Huevos Rancheros

August 31, 2011

Another breakfast turned dinner. It’s kinda my thing right now. Breakfast all day long. This dish is quick, flavorful, satisfying- exactly what I want to have up my sleeve for a rushed weeknight or a lazy weekend morning. And you know how I feel about anything served in a tortilla with salsa and cheese. If it happens to have a fried egg cooked right on top all the better. I almost felt silly writing out this recipe. It’s painfully simple to make (albeit possibly messy) and although I suggested a few choice toppings, you can add whatever you want to your huevos. (I’m considering avocado next go-around.) I found Smitten Kitchen’s detailed photos of the process helpful when it came to flipping the tortilla and egg. The hardest part is keeping your yolk in the skillet and off the wall.

Huevos Rancheros

INGREDIENTS

corn tortillas
sharp cheddar, shredded
eggs

black beans (or refried beans)
salsa fresca
cilantro, chopped
sour cream
hot sauce (optional)

DIRECTIONS

1. Preheat a skillet over medium heat. Lightly grease it with cooking spray. Add a corn tortilla and cook until lightly browned on one side.

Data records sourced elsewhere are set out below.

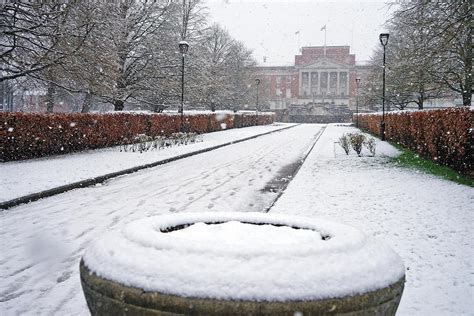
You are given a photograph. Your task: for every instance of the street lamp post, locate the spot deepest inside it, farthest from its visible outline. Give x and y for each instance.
(183, 49)
(383, 40)
(257, 81)
(357, 102)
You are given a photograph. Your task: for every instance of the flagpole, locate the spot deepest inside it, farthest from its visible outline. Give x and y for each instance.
(325, 40)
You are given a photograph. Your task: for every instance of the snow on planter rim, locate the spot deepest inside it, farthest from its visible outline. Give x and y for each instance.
(320, 260)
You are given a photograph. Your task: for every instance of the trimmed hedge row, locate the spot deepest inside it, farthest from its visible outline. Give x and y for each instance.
(444, 136)
(33, 135)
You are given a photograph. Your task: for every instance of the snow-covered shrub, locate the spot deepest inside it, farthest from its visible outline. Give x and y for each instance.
(370, 145)
(444, 136)
(357, 140)
(144, 142)
(32, 135)
(344, 142)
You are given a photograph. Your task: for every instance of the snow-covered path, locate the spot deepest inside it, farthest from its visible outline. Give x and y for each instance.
(427, 220)
(20, 178)
(42, 242)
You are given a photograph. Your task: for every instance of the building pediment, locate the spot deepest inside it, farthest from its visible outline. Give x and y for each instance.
(325, 63)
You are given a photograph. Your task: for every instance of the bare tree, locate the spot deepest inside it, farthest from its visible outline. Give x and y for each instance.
(33, 34)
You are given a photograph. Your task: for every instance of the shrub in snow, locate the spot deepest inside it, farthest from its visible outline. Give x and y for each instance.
(444, 136)
(370, 144)
(344, 142)
(32, 135)
(357, 140)
(241, 263)
(144, 142)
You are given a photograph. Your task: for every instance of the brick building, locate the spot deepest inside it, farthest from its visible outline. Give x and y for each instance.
(320, 87)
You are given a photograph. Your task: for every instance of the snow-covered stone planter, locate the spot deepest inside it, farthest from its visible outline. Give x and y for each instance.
(240, 264)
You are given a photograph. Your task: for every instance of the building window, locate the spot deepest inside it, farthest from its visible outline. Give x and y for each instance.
(343, 83)
(333, 83)
(314, 83)
(304, 78)
(324, 83)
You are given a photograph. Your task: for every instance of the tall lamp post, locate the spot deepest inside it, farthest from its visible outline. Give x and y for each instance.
(183, 49)
(384, 41)
(257, 81)
(357, 102)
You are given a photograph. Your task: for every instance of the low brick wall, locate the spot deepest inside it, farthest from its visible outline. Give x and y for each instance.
(33, 135)
(444, 136)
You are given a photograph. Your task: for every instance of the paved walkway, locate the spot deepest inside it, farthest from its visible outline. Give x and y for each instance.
(20, 178)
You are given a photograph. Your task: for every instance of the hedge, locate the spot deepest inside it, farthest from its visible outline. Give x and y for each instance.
(444, 136)
(33, 135)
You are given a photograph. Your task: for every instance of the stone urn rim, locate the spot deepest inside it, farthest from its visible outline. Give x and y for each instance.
(342, 261)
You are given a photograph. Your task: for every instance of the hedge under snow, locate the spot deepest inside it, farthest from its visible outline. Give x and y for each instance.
(244, 256)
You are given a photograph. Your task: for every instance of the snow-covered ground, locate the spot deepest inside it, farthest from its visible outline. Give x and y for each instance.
(42, 242)
(428, 221)
(20, 178)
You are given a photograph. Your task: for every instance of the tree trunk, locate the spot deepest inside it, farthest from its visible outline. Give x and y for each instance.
(50, 98)
(118, 105)
(420, 103)
(86, 104)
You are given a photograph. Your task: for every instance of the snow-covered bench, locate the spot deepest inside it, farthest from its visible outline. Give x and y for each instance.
(240, 264)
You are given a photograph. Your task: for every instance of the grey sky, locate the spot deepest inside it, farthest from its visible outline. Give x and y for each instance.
(269, 27)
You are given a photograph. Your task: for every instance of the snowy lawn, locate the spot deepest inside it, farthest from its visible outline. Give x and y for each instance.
(20, 178)
(427, 220)
(42, 242)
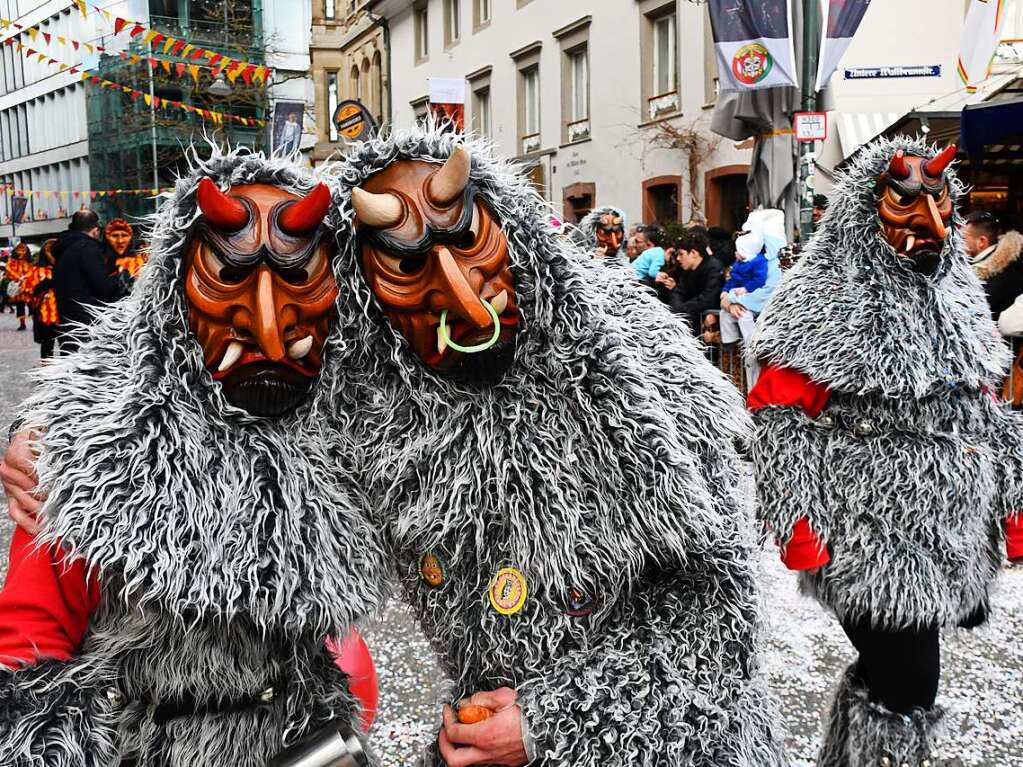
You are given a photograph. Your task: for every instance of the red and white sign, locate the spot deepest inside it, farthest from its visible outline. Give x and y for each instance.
(811, 126)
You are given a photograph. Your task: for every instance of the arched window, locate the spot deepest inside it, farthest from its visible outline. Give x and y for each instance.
(355, 86)
(376, 84)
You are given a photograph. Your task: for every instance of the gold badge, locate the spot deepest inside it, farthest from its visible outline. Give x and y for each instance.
(507, 591)
(432, 570)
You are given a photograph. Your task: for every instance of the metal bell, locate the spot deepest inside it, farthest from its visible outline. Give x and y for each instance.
(862, 427)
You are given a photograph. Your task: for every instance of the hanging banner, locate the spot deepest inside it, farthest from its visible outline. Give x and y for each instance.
(842, 18)
(753, 40)
(981, 34)
(447, 101)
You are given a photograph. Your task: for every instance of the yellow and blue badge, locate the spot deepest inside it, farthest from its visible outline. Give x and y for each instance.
(507, 591)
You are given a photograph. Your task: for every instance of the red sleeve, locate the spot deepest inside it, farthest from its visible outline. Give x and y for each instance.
(45, 603)
(787, 388)
(804, 549)
(1014, 537)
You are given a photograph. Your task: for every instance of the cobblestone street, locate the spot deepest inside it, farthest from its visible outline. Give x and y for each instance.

Flip and sprinkle with cheese. Once the cheese has begun to melt, crack an egg over the center of the tortilla. Season the egg with salt and pepper. Cook until the whites have begun to set before carefully flipping the tortilla. Cook until the yolk is still runny or set (however you like your eggs). Remove from the heat and repeat. Serve toped with black beans, salsa fresca, cilantro, sour cream, and hot sauce (optional).